SUTAMI – Hari ini, delapan puluh tahun kemerdekaan Republik Indonesia, kita dihadapkan pada tantangan baru yang tak kalah berat, krisis iklim dan ketidakadilan yang menimpa masyarakat pesisir dan nelayan kecil.
Ketua Bidang Kebijakan Publik Kesatuan Nelayan Tradisional Indonesia (KNTI), Niko Amrulloh menilai, nelayan tradisional yang berada di garis depan peradaban bahari justru masih terjebak dalam kemiskinan struktural, akses terbatas pada energi dan pasar, serta minim perlindungan dari dampak krisis iklim.
Menurutnya, laut kita masih sering diperlakukan sebagai halaman belakang. Data NOAA menunjukkan suhu lautan global mencapai rekor tertinggi selama 15 tahun berturut-turut, sementara di pesisir, abrasi, banjir rob, dan gelombang tinggi kian menggerus ruang hidup nelayan.

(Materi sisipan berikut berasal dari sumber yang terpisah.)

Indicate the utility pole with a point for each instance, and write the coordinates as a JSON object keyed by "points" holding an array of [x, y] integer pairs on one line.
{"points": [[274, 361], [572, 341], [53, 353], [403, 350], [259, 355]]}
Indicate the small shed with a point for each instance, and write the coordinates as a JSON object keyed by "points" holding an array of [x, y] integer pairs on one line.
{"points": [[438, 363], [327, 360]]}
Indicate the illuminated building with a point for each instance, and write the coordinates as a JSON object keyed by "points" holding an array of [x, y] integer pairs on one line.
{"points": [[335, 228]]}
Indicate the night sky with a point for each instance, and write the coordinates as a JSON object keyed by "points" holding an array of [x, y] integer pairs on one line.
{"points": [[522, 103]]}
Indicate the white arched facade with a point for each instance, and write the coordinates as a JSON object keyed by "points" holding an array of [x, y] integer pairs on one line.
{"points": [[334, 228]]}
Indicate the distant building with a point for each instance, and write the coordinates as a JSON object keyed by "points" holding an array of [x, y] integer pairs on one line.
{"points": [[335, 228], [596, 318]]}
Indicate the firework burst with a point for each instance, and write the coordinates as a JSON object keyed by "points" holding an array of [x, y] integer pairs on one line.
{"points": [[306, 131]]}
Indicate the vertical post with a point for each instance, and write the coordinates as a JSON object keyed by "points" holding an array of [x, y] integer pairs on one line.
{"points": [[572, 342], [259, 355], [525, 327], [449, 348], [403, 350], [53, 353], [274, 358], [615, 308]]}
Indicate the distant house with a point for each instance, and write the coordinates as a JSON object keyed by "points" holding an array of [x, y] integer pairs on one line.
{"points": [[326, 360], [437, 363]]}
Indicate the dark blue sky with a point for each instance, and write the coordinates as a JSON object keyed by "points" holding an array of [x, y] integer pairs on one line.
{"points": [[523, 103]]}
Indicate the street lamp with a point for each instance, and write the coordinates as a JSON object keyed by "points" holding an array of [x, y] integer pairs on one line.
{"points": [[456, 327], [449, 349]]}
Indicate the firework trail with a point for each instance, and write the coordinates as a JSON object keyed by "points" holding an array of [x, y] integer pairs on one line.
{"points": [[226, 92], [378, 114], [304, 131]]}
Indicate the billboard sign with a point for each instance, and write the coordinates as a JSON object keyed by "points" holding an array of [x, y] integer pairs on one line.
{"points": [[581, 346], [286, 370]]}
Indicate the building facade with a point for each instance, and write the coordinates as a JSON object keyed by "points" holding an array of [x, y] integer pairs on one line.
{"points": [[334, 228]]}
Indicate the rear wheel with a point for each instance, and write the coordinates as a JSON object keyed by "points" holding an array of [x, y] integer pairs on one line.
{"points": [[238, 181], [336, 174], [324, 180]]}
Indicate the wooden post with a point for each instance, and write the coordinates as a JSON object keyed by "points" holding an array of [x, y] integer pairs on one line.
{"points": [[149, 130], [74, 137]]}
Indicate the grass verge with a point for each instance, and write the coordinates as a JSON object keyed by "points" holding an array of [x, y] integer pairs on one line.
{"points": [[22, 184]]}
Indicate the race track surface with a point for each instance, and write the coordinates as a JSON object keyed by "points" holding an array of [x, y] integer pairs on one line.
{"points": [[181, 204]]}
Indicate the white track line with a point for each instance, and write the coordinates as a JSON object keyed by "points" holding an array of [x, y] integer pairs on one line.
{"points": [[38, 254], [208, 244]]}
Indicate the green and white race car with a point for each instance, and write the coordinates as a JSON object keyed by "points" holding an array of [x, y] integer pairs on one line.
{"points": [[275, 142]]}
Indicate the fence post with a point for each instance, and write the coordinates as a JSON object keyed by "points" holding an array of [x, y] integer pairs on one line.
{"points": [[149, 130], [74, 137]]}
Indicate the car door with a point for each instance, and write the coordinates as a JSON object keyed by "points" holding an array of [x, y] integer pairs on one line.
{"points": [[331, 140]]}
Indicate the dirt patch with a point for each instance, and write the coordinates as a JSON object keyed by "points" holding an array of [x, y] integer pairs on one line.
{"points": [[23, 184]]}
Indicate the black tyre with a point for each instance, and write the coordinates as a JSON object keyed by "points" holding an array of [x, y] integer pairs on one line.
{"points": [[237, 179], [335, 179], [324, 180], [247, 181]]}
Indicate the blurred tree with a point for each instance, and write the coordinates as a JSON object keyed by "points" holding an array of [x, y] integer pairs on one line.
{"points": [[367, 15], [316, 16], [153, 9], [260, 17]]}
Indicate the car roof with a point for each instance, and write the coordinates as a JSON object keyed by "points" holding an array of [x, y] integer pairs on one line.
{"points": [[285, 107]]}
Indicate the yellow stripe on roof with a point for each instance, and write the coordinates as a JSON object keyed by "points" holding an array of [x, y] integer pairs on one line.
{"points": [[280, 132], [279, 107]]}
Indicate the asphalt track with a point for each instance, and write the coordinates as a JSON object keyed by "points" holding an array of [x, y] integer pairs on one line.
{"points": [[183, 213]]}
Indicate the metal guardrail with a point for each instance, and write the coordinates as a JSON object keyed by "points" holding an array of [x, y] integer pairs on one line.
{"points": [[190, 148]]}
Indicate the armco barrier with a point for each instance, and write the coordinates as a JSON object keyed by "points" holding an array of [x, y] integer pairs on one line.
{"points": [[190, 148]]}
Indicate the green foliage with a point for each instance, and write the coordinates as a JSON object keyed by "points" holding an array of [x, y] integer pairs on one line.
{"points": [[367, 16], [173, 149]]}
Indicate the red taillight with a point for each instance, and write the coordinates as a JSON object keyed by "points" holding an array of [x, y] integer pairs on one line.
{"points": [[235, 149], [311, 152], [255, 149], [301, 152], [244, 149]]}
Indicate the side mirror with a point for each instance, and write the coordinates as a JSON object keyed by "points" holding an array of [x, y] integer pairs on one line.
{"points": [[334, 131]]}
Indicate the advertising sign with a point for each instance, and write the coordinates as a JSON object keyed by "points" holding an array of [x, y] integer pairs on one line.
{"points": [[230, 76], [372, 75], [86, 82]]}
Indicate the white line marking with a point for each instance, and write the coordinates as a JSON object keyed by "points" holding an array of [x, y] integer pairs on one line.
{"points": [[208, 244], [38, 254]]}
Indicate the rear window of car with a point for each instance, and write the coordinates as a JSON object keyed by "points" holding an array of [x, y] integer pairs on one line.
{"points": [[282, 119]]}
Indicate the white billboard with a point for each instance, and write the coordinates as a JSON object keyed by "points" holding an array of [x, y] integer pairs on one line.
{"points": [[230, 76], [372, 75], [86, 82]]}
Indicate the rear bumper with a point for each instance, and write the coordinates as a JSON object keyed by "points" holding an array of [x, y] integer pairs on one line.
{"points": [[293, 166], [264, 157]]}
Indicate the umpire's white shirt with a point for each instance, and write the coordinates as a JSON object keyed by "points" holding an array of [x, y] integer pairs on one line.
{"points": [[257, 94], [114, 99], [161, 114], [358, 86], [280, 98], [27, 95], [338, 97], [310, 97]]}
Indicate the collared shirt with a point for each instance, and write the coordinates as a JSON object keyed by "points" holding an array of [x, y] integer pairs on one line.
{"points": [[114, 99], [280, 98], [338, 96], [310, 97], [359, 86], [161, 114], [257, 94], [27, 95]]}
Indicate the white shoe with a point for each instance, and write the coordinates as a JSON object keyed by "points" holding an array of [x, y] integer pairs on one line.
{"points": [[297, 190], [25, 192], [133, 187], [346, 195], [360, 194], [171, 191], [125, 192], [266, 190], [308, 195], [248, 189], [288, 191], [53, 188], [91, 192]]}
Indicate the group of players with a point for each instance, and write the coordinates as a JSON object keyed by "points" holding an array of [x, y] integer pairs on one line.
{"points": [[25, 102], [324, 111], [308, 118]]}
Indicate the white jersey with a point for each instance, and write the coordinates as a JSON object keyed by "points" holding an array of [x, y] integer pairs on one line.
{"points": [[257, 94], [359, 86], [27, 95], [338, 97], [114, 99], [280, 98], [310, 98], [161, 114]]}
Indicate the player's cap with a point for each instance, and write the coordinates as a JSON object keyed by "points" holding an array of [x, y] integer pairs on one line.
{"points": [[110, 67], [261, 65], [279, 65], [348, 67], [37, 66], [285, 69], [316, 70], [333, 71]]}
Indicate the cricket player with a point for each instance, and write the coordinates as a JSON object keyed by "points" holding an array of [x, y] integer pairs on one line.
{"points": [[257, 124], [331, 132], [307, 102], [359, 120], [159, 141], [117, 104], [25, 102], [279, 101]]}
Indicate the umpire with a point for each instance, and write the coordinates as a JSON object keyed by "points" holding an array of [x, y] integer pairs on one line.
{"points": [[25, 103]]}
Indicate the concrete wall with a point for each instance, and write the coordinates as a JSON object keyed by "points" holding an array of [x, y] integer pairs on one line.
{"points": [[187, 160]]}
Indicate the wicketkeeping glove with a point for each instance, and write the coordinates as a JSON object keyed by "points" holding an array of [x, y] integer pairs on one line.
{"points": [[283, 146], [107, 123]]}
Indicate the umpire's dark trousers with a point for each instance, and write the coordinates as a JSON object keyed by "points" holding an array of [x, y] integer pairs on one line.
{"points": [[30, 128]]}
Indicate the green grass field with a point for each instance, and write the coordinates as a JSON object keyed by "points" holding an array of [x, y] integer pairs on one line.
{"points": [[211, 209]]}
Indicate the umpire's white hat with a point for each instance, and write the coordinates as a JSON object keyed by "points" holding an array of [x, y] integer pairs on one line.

HUT ke-80 Kemerdekaan RI harus menjadi momentum untuk membumikan kembali amanat konstitusi. “Kita memerlukan peta jalan nasional: melindungi ekosistem pesisir, memperkuat koperasi nelayan sebagai pilar ekonomi kerakyatan, memperluas akses pasar dan teknologi, serta memastikan keterlibatan nelayan dan perempuan pesisir dalam perumusan kebijakan,” jelasnya.